Blast protection for large structures

Hardening of public buildings against terrorist threats represents a potentially huge market for antiballistic composites.

In the wake of the Sept. 11, 2001 terrorist attacks in the U.S., security systems of all types continue to be in great demand. The already well-established body armor market took a large turn upward, both in military and civilian law-enforcement applications, as security forces the world over retooled policy and equipment to meet the new threat. Publicity surrounding the lack of armor on many military ground vehicles used in current U.S. military operations in Iraq has spurred significant activity in both lightweight add-on composite armor kits for fielded vehicles and "up-armoring" strategies, in which composite armor is designed into new vehicles and installed on the assembly line (see "Composites on the Frontlines," HPC January 2005, p. 26). On the home front, however, buildings and other critical structures also are being hardened to protect against blast damage. Composites are a key component of blast hardening and, owing to the sheer size of the structures for which protection must be provided, present a large and significant potential market for a unique class of retrofittable antiballistic and blast-containment materials.

One new product is a blast-resistant panel called LIFE SHIELD, developed by B & H Coatings Inc. (Salisbury, Md.), made from a nonwoven reinforcing fiber grid in a matrix of polyurea. The fiber grid, a MeC-GRID product, is manufactured by TechFab LLC (Anderson, S.C.), a spinoff of Hexcel Schwebel, using Twaron, Technora and Technora-hybrid fibers manufactured by Teijin Twaron BV (Arnhem, The Netherlands). Twaron is the company's standard para-aramid fiber and, along with Kevlar from Dupont Advanced Fiber Systems (Richmond, Va.), represents one of the most commonly used fibers in antiballistic applications. Technora is Teijin's unique para-aramid variant, which possesses higher tensile strength and greater elongation than the standard fiber, at an equivalent density.

TechFab makes the grid in a proprietary process that aligns warp and weft fibers wet out with a urethane coating in an open mesh structure, which is then cured. The coating is compatible with the spray-applied Sherwin-Williams General Polymers (Cleveland, Ohio) polyurea resin, which forms a 90-mil-thick skin on either side of the fiber mesh. The completed modular panels, less than 25.4-mm/1-inch thick, can be mechanically fastened to walls to contain blast effects and prevent fragments from injuring building occupants. The panels have been tested successfully at the U.S. Army's Aberdeen Test Center and are currently installed at an unnamed facility, says developer Bruce Hall.
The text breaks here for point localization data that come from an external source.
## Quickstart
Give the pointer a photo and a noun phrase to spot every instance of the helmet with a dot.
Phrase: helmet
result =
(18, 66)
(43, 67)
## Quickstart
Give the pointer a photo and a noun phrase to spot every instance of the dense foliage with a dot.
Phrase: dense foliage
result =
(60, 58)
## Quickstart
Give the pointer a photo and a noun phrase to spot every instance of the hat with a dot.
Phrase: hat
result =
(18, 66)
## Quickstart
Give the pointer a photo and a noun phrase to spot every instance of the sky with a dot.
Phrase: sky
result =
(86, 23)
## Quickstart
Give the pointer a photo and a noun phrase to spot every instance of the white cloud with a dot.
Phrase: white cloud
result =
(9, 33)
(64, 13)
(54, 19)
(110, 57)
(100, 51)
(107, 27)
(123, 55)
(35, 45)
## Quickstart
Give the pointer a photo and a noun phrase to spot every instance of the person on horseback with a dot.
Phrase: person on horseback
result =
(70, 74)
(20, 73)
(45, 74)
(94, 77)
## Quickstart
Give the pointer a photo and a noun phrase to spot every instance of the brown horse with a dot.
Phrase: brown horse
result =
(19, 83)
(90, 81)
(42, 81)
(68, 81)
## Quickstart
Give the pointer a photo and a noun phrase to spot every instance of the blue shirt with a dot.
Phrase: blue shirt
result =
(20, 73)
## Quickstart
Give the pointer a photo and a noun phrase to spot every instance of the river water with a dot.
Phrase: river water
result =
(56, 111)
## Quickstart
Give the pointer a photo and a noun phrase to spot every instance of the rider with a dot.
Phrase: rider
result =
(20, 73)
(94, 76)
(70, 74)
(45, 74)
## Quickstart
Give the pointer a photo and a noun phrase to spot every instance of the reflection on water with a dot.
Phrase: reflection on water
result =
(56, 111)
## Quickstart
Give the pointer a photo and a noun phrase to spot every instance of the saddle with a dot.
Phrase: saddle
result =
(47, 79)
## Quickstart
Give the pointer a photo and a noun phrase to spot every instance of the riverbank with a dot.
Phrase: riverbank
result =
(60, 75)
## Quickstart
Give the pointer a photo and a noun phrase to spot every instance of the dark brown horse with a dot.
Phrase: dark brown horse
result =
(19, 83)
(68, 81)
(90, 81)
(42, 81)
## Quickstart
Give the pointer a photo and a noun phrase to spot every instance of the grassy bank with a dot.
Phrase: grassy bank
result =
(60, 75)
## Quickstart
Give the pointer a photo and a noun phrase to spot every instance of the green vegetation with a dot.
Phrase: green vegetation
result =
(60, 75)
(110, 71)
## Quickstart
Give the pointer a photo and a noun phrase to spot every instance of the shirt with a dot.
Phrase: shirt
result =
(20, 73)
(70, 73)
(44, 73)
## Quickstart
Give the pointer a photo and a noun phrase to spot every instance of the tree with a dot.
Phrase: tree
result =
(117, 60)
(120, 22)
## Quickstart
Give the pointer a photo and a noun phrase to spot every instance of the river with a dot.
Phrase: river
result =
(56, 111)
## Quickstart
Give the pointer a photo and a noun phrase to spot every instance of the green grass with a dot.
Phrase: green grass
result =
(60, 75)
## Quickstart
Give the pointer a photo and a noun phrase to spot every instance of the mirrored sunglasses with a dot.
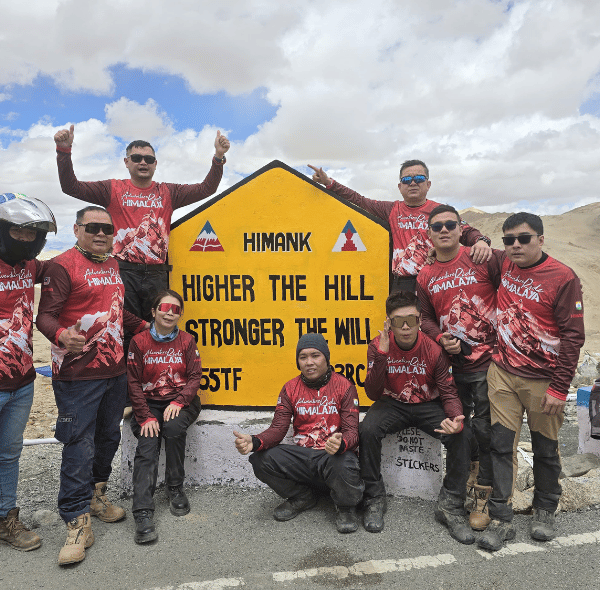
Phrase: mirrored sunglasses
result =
(108, 229)
(166, 307)
(449, 225)
(400, 320)
(137, 158)
(523, 239)
(418, 178)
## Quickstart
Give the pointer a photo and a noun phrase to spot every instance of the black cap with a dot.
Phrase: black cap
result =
(312, 340)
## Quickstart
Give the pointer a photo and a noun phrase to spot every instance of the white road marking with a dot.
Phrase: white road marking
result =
(510, 550)
(368, 567)
(382, 566)
(219, 584)
(579, 539)
(558, 543)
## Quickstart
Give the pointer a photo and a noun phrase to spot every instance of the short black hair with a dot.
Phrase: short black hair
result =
(82, 212)
(401, 299)
(443, 209)
(166, 293)
(410, 163)
(138, 143)
(532, 220)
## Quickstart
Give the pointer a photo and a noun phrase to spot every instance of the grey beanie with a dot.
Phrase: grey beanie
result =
(312, 340)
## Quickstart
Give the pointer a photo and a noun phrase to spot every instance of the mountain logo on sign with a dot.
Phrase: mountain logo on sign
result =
(349, 240)
(207, 240)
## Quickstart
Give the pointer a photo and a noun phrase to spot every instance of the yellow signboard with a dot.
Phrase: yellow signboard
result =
(270, 259)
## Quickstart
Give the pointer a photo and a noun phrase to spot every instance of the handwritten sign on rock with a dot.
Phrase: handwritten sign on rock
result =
(411, 464)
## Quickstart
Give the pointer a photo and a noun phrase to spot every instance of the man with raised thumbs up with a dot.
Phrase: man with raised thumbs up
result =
(323, 408)
(141, 209)
(81, 313)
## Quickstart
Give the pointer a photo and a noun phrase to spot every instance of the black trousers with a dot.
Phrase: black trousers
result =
(147, 454)
(292, 471)
(473, 392)
(388, 415)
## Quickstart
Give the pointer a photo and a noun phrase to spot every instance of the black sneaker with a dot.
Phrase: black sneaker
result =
(292, 507)
(346, 521)
(373, 515)
(494, 536)
(144, 526)
(542, 525)
(179, 504)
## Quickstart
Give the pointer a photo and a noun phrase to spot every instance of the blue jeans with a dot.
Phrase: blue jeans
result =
(14, 413)
(89, 414)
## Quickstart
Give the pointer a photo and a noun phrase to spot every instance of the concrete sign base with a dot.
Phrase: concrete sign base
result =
(411, 460)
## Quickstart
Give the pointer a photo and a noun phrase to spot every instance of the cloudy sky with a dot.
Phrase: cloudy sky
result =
(500, 98)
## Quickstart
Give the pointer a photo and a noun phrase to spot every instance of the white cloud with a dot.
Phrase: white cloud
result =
(486, 92)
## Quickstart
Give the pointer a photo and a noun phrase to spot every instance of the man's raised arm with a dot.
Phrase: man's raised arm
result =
(97, 193)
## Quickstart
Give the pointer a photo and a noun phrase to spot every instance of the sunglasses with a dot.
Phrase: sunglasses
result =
(419, 178)
(137, 158)
(449, 225)
(400, 320)
(166, 307)
(523, 239)
(108, 229)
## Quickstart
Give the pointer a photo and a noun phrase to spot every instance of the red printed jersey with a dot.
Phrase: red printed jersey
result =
(16, 322)
(169, 371)
(317, 414)
(77, 289)
(459, 297)
(408, 226)
(421, 374)
(540, 322)
(142, 217)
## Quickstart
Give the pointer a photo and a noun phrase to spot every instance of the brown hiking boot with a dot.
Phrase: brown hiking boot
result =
(102, 507)
(79, 538)
(480, 517)
(14, 533)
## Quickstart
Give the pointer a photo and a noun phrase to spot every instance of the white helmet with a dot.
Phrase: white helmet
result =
(22, 211)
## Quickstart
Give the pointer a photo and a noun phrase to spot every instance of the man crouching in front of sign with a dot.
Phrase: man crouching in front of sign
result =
(409, 379)
(324, 407)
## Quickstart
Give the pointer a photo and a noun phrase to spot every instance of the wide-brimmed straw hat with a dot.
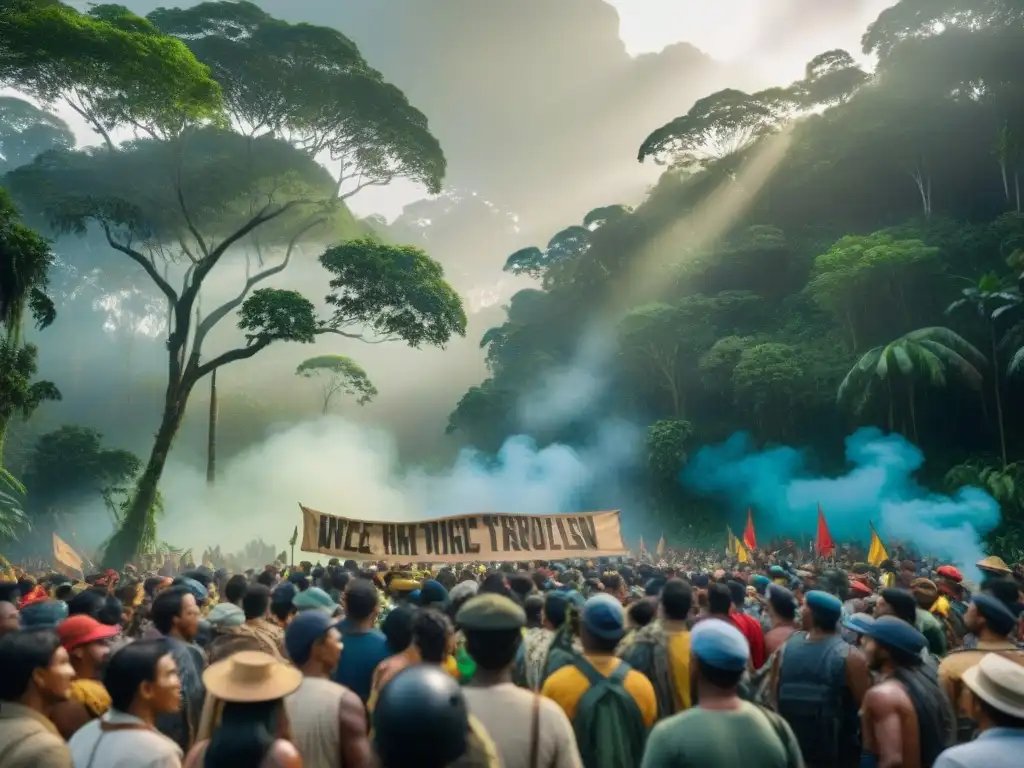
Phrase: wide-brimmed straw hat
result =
(251, 676)
(999, 683)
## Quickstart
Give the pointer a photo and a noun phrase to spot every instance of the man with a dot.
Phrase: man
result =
(328, 721)
(905, 719)
(722, 731)
(366, 646)
(781, 606)
(143, 683)
(996, 687)
(88, 644)
(820, 681)
(662, 649)
(527, 729)
(256, 605)
(175, 616)
(992, 623)
(36, 676)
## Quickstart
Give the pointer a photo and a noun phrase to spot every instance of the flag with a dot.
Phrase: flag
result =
(823, 543)
(67, 560)
(877, 554)
(750, 538)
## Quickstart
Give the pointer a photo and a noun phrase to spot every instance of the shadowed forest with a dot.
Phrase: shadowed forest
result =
(792, 259)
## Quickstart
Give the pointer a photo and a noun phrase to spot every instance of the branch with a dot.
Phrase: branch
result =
(138, 258)
(220, 312)
(242, 353)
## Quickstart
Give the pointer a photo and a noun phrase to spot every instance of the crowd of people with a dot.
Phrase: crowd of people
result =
(689, 662)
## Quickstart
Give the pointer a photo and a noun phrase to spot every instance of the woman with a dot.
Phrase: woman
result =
(253, 729)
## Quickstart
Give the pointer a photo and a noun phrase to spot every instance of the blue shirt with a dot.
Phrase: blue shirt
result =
(361, 651)
(996, 748)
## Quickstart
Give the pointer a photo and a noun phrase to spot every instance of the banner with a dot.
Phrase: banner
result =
(67, 560)
(465, 538)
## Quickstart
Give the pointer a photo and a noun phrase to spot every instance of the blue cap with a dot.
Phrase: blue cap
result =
(303, 631)
(896, 634)
(859, 623)
(824, 605)
(603, 616)
(720, 644)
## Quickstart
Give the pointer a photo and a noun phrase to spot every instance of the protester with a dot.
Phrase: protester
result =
(87, 643)
(36, 676)
(252, 727)
(328, 721)
(820, 682)
(365, 645)
(662, 650)
(996, 692)
(905, 718)
(142, 681)
(528, 730)
(722, 730)
(992, 623)
(175, 616)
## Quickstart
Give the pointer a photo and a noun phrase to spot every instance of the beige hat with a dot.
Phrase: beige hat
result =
(997, 682)
(994, 563)
(251, 676)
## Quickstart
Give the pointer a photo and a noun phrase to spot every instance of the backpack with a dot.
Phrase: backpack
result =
(608, 724)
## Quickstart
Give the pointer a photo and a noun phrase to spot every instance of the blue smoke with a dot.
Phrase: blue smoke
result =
(880, 487)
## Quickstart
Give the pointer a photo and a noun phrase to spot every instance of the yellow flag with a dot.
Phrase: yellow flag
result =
(877, 554)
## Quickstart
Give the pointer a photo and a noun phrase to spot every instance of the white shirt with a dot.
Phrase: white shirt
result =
(135, 748)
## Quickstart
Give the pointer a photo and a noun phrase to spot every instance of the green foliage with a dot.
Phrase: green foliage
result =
(392, 292)
(668, 445)
(338, 374)
(111, 67)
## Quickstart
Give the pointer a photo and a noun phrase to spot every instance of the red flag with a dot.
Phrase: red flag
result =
(750, 538)
(823, 545)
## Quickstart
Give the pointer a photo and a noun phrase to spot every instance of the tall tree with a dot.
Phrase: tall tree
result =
(338, 373)
(195, 189)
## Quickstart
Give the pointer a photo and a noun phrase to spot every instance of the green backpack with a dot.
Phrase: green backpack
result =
(608, 724)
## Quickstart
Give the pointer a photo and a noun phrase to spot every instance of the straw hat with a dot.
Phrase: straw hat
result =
(251, 676)
(997, 682)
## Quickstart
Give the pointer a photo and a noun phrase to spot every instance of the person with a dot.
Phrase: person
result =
(996, 691)
(87, 642)
(422, 720)
(722, 730)
(256, 604)
(142, 681)
(905, 717)
(819, 682)
(528, 730)
(366, 646)
(9, 619)
(432, 638)
(662, 650)
(625, 705)
(329, 721)
(36, 676)
(253, 727)
(992, 623)
(175, 616)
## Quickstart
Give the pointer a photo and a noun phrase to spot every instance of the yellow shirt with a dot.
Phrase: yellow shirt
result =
(566, 686)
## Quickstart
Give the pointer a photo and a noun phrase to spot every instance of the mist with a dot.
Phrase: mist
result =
(784, 492)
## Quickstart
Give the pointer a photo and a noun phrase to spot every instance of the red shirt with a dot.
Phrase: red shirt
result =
(751, 628)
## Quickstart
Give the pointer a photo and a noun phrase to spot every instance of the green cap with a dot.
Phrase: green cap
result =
(491, 612)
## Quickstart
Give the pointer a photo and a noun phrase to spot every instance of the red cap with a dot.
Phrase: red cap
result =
(82, 630)
(861, 588)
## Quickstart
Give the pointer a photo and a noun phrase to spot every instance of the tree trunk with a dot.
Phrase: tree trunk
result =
(998, 396)
(211, 442)
(126, 540)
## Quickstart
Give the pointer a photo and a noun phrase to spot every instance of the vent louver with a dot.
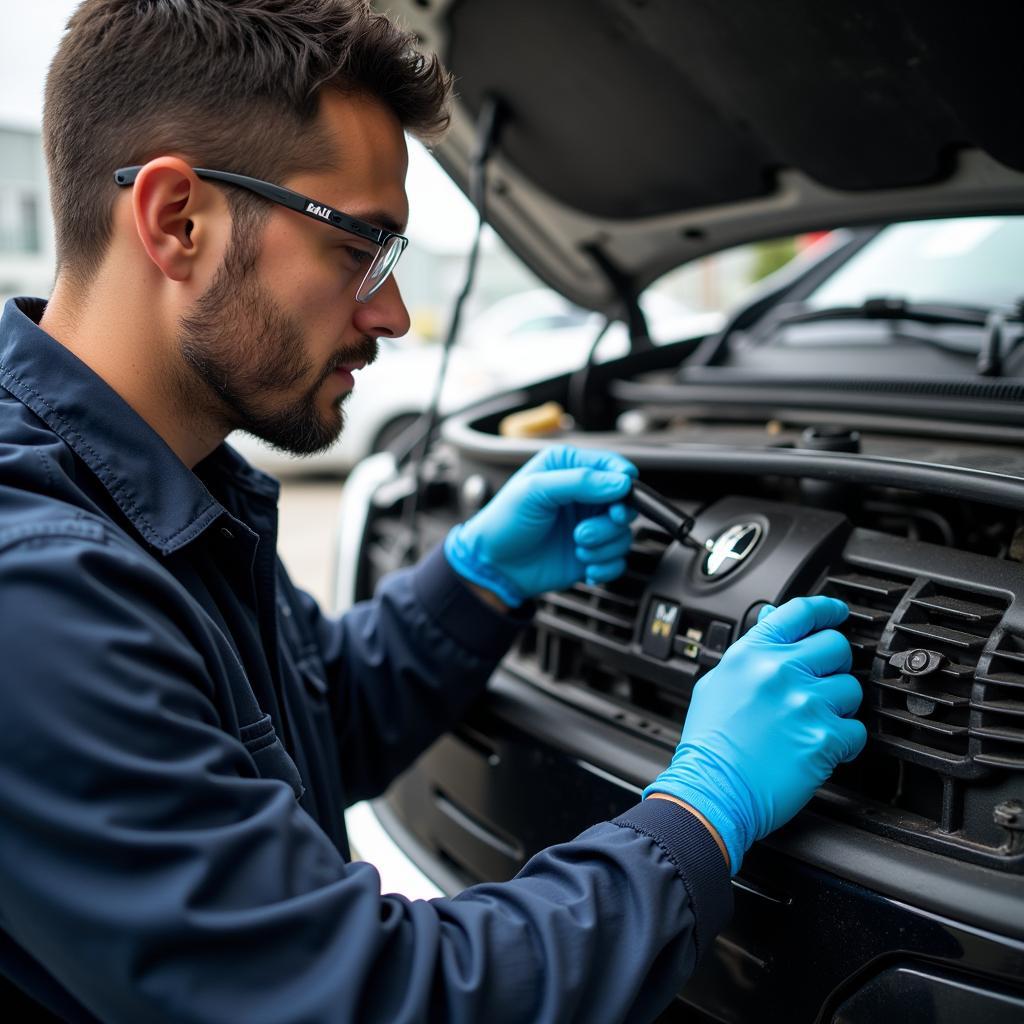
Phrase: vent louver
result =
(605, 613)
(925, 677)
(871, 600)
(997, 722)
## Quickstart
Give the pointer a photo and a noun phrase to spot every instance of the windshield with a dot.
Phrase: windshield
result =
(970, 260)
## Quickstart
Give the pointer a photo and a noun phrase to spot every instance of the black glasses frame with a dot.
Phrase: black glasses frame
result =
(387, 241)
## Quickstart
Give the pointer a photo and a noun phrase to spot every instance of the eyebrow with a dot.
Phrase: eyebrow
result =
(379, 218)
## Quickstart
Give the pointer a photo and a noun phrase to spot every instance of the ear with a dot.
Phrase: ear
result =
(175, 215)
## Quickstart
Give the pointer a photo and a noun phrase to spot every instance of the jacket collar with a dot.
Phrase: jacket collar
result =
(165, 501)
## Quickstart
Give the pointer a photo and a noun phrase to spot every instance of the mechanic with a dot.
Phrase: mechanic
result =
(182, 727)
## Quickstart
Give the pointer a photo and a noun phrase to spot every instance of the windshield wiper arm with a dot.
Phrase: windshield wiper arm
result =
(891, 308)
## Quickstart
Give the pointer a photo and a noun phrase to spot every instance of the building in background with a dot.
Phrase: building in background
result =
(26, 226)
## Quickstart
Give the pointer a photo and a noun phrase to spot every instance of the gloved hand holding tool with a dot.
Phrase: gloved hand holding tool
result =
(766, 727)
(768, 724)
(559, 519)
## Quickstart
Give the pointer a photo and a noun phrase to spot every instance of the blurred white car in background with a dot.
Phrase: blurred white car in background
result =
(519, 339)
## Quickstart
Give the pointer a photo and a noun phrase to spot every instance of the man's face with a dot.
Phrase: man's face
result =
(276, 336)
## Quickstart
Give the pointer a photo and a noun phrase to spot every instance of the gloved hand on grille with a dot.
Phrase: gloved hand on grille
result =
(558, 519)
(768, 724)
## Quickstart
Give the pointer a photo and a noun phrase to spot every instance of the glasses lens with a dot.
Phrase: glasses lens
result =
(380, 269)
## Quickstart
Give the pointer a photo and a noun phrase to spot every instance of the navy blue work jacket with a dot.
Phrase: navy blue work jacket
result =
(181, 729)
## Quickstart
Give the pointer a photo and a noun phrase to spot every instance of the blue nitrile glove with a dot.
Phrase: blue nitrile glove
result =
(768, 724)
(557, 520)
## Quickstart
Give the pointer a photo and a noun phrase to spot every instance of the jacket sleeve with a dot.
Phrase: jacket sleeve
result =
(156, 877)
(402, 668)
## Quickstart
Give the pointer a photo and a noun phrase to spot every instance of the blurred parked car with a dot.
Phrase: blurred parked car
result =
(520, 339)
(858, 422)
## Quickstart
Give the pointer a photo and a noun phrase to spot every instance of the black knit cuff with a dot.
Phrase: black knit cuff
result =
(691, 848)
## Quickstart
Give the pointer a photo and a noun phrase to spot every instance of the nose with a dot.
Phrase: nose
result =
(385, 314)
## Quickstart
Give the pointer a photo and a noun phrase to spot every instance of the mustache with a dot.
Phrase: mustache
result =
(366, 350)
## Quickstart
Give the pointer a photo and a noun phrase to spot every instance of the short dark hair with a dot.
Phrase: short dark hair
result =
(230, 84)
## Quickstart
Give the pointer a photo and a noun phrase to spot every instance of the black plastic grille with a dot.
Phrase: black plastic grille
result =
(997, 719)
(605, 614)
(931, 713)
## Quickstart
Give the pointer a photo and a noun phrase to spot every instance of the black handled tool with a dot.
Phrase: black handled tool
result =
(662, 512)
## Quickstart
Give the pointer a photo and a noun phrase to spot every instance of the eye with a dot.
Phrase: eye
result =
(355, 258)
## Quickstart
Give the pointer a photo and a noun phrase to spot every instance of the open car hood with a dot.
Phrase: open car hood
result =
(639, 134)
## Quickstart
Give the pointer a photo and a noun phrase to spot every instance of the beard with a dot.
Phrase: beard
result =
(248, 354)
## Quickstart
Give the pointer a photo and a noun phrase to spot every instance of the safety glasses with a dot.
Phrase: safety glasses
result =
(390, 245)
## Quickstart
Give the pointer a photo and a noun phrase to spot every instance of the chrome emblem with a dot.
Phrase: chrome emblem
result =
(731, 547)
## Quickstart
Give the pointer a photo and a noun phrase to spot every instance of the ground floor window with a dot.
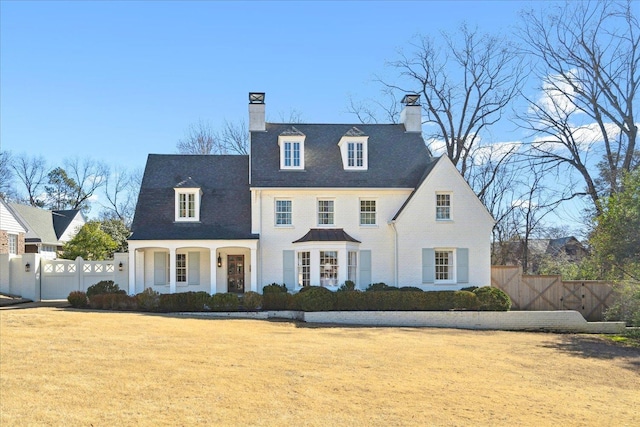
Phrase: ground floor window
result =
(353, 266)
(181, 267)
(444, 265)
(328, 268)
(304, 268)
New homeland security rules are, in some cases, mandating building upgrades. Structural Preservation Systems Inc. (Hanover, Md.), a specialty repair contractor known for its use of fiberglass and carbon composites for concrete repair and rehab, has used Hardwire high-tensile steel wire reinforcement, made by Hardwire LLC (Pocomoke City, Md.), in the hardening of the International Monetary Fund (IMF) facility in Washington, D.C. Essentially ballistic steel in fiber form, Hardwire's steel fibers have already demonstrated excellent performance as blast reinforcements in testing, producing armor at significantly lower weight than steel plates and at a lower cost than most advanced fibers. At a price between that of glass and carbon fiber, Hardwire steel offers high strength and high modulus for situations where the composite doesn't have to be highly drapable and conformable. Hardwire's reinforcing strips for buildings can be applied with urethane, epoxy, polyurea, vinyl ester or cement-based adhesives or coatings without affecting the building's appearance.

Another notable application of a composite material is the Blast-Tamer wall system from General Plastics Manufacturing Co. (Tacoma, Wash.). The system consists of engineered polyurethane foam panels tied together with adhesive joints and aramid fiber cord, with the space between the panels filled with sand. The cellular structure of the 75 mm/3-inch thick, 7 lb/ft3 density foam disrupts blast waves, says General Plastics' Ted Hile. In addition, subsequent crushing of the cells absorbs the blast energy, reducing blast intensity and "brisance," the tendency for a material to shatter. The permanent wall system is already in use by the U.S. Air National Guard at many facilities where explosives are stored, and its tested performance allows up to eight times greater storage capacity for increased efficiency.